Testing Services
Metallurgy · Weld Integrity · Failure Analysis

Services

What we test. How we bill. What we won't do.

Straight answers. If your job doesn't fit in this list, it probably isn't a job for us, and we'll tell you on the first call.

01

Failure analysis

Cracked welds, broken components, fractures that somebody has to account for in writing. We receive the sample, photograph it as-received before anyone touches it with a saw, section it along pre-planned cut lines, mount and polish as needed, run hardness traverses and metallography, and write the report. If the matter is likely to go to dispute, say so on day one — we document the chain of custody differently, and we store the retains separately.

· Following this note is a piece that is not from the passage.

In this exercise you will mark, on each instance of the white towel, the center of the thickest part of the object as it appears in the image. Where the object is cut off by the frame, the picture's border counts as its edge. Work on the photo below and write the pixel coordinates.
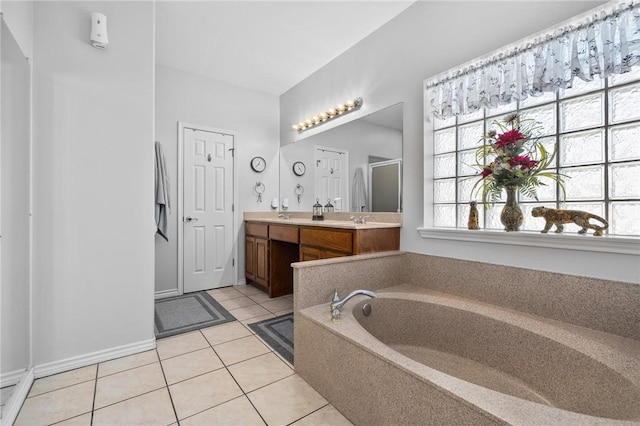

Flat-fee brackets or hourly. Quoted in writing before work starts. No surprise invoices. Retains held two years minimum, longer on dispute cases.

02

Weld procedure qualification

PQR support for structural, pressure, and pipe welders. We run tensile coupons to ASTM E8, guided-bend tests per the relevant code section, macro-etches, and hardness surveys. We produce the paperwork in the format your AI wants to see, stamped and signed by Renata. We don't write WPSs for you — your engineer does that — but we'll test what they wrote honestly, and if a procedure doesn't qualify we say why in enough detail that the next attempt has a chance.

Per-coupon pricing. AWS D1.1/D1.5/D1.8, ASME IX, API 1104 routinely supported. Exotic alloys (duplex, Inconel, Hastelloy) case by case.

03

Metallography & microstructure

Mount, polish to 1µm, etch (2% nital, Kalling's, Murakami's, or per request), photograph, interpret. ASTM grain size to E112, phase identification, carbide distribution, HAZ characterization. We keep the mounted pucks for two years in case anyone wants to re-cut or re-examine them.

Per-sample. Includes photomicrographs at 50×, 200×, and 500×, plus written interpretation. Higher mag on request.

04

Hardness mapping

Rockwell B and C scales, Vickers HV0.5 through HV10. Traverses across HAZ at 0.25mm step, surface-to-core maps on case-hardened parts, spot checks on receiving inspection. Simple, fast, often conclusive. Most of our failure cases are solved on the hardness rig before the microscope gets turned on.

Per-traverse or per-map. Same-week turnaround common when the bench isn't choked with PQR runs.

05

Expert reports & depositions

When a matter goes further than a technical write-up, Renata sits for deposition and, where required, testifies. Rate sheet provided at engagement. We don't shade findings and we don't take contingency work — if that's what the matter needs, go elsewhere, and do it early. We've declined engagements on the stand before and we'll do it again.

Retainer. Calendar availability is tight; plan six to twelve weeks out, more in spring when construction-season disputes surface.

What we won't do

  • Field NDE — UT, RT, MT, PT on-site. Not our scope. We can refer to two shops in the region.
  • Finite element or computational modeling. Not our scope, and we're honest about that.
  • Work we can't stand behind. If the sample's chain of custody is broken, if the paperwork doesn't match the part, if the referring party wants a conclusion pre-written — we decline.
  • Opinion-for-hire. The findings are the findings. If they hurt your case, they hurt your case. We've been fired for this. We'll be fired for it again.
  • Rush work that compromises the method. A polish takes the time it takes. We will not skip grit stages to hit a Friday.

How a job moves through the bench

A

Introduction

A fabricator, inspector, or engineer we've worked with makes a referral. We review the matter in broad strokes and say yes or no within a week.

B

Scope & quote

Written scope, written quote, written chain-of-custody form. No work starts until all three are signed.

C

Sample intake

Sample arrives, gets a case number and as-received photos before anything else. Documentation check against the paperwork.

D

Bench work

Cut plan. Section. Mount. Polish. Etch. Hardness. Photograph. Whoever runs the test writes the notes as they go.

E

Report

Draft report circulated internally, reviewed by a second bench hand, signed, and sent. Retains filed. Case closed, or, if it goes to dispute, case held open.

How a job gets on the intake shelf.

Somebody we've stamped paperwork for calls or writes. They describe the matter in two or three sentences. If the work fits the bench, we send a chain-of-custody form and a written scope. The sample arrives in whatever bucket, crate, or evidence bag is appropriate to its chain of custody. No sample is opened until the paperwork is on the shelf next to it. Cold inquiries from parties we can't trace to a shop, an inspector, or a lab we know get a courteous reply pointing toward the two NDE outfits we trust within a half-day drive. The Upper Midwest structural trades are smaller than they look; three or four phone calls usually finds a name in common.

Currently

Bench queue runs six weeks deep right now. Expedited jobs get quoted when the referring inspector makes the call — we don't queue-jump for strangers. December and January run the heaviest; plan PQR coupons around the freeze.